The funnel configuration shown in the OP is not optimal for maximizing the flow in the funnel. Turning it around and/or replacing the thin walls with airfoil shapes might achieve an average flow speed in a funnel cross section greater than freestream. But there is likely no extended jet of faster than freestream air coming out of the back.

John Mcrain
But there is likely no extended jet of faster than freestream air coming out of the back.

bonhad shows that probably is ,becuase of low pressure in wake.

But there is likely no extended jet of faster than freestream air coming out of the back.
bonhad shows that probably is ,becuase of low pressure in wake.
He says that it would not violate conservation laws. Not that it probably happens with your setup.

Arjan82
Gold Member
I'll be honest, I do not understand how the averaged inflow velocity to a ducted turbine as shown in this paper can exceed free stream. But that is exactly what the paper claims by measurement and computation. So I'm a bit lost, I would certainly want to understand this better.
Because an area of incoming air larger than the inlet area of the duct is entering the duct.
The air has to speed up to maintain the same mass flow, and its pressure has to drop in tandem.
You can consider the interface between the air that does not enter and that which does enter the duct as being an 'imaginary' extended surface, or part of your control volume. Air crosses the control volume at a surface perpendicular to the velocity of the incoming air, with that surface somewhat parallel to the duct inlet area.

It should be the same principal for a venturi.
Upstream has velocity P1, V1 and since theoretically there are no losses, the downstream alos has P1, V1.
The venturi throat has P2, V2 where P2<P1 and where V2 > V1.
The throat of the venturi area has a velocity greater than freestream.

Consider two funnels being placed to resemble a venturi, and one gets the idea.

Arjan82
Because an area of incoming air larger than the inlet area of the duct is entering the duct.
The air has to speed up to maintain the same mass flow, and its pressure has to drop in tandem.
You can consider the interface between the air that does not enter and that which does enter the duct as being an 'imaginary' extended surface, or part of your control volume. Air crosses the control volume at a surface perpendicular to the velocity of the incoming air, with that surface somewhat parallel to the duct inlet area.

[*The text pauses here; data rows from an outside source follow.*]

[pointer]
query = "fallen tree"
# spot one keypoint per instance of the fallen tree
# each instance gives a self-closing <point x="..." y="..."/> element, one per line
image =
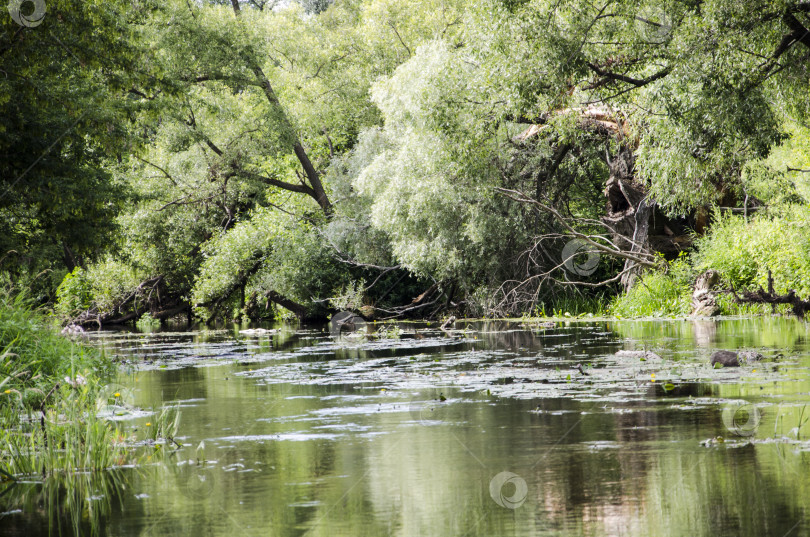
<point x="798" y="306"/>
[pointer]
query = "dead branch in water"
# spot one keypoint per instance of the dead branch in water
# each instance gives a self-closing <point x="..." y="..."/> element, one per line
<point x="760" y="296"/>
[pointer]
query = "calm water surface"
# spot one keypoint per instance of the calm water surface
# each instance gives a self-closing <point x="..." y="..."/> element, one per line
<point x="485" y="430"/>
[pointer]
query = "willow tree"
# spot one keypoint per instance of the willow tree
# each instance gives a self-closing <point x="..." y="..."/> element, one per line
<point x="662" y="105"/>
<point x="64" y="108"/>
<point x="247" y="109"/>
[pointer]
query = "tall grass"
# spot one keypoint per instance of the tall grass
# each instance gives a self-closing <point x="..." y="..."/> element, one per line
<point x="658" y="294"/>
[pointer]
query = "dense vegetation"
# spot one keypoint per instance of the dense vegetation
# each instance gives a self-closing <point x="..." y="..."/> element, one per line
<point x="255" y="159"/>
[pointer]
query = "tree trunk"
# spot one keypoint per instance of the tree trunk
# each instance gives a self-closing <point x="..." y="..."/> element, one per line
<point x="309" y="170"/>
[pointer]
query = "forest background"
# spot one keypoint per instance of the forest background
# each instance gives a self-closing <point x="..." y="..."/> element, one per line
<point x="254" y="160"/>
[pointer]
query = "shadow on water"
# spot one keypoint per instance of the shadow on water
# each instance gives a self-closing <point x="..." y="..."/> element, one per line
<point x="490" y="428"/>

It should be the same principal for a venturi.
Upstream has velocity P1, V1 and since theoretically there are no losses, the downstream alos has P1, V1.
The venturi throat has P2, V2 where P2<P1 and where V2 > V1.
The throat of the venturi area has a velocity greater than freestream.

Consider two funnels being placed to resemble a venturi, and one gets the idea.

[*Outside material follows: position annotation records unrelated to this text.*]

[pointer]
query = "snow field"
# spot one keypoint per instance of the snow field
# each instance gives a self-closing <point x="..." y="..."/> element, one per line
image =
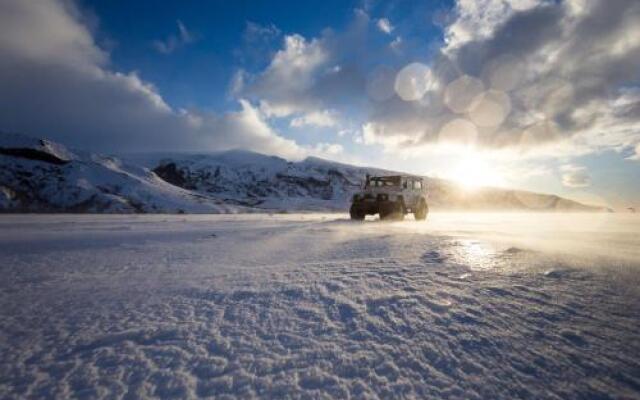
<point x="466" y="306"/>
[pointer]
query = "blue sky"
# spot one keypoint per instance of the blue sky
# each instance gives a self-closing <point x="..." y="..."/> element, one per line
<point x="531" y="94"/>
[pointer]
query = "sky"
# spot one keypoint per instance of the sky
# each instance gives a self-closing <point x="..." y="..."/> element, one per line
<point x="537" y="95"/>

Alright, this was the kind of reasoning I was trying to caution the reader about the whole time .

First, what I didn't understand were diverging ducts, you are talking about a contracting duct / funnel. (I thought about it a bit better now, and they start to make sense to me now)

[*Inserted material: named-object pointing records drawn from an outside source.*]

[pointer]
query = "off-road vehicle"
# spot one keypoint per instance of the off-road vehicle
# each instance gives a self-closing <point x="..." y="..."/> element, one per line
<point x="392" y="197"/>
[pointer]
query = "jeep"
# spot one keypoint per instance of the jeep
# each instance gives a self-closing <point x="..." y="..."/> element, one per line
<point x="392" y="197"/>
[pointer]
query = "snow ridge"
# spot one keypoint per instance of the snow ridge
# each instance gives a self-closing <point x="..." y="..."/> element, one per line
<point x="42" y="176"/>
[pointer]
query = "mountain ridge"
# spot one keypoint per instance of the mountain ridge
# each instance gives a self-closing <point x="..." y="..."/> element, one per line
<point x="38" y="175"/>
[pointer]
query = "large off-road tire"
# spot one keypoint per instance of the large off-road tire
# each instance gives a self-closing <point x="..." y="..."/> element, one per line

What you've proven in your argument is that V2 > V1, that I totally agree with. But what you have not proven is that V2 > V_freestream... My point is that V1 is much lower than freestream, the flow is blocked. It is so much lower than freestream that even V2, being bigger than V1, is still lower than, or at best equal to freestream.

Gold Member
Alright, this was the kind of reasoning I was trying to caution the reader about the whole time .

First, what I didn't understand were diverging ducts, you are talking about a contracting duct / funnel. (I thought about it a bit better now, and they start to make sense to me now)

What you've proven in your argument is that V2 > V1, that I totally agree with. But what you have not proven is that V2 > V_freestream... My point is that V1 is much lower than freestream, the flow is blocked. It is so much lower than freestream that even V2, being bigger than V1, is still lower than, or at best equal to freestream.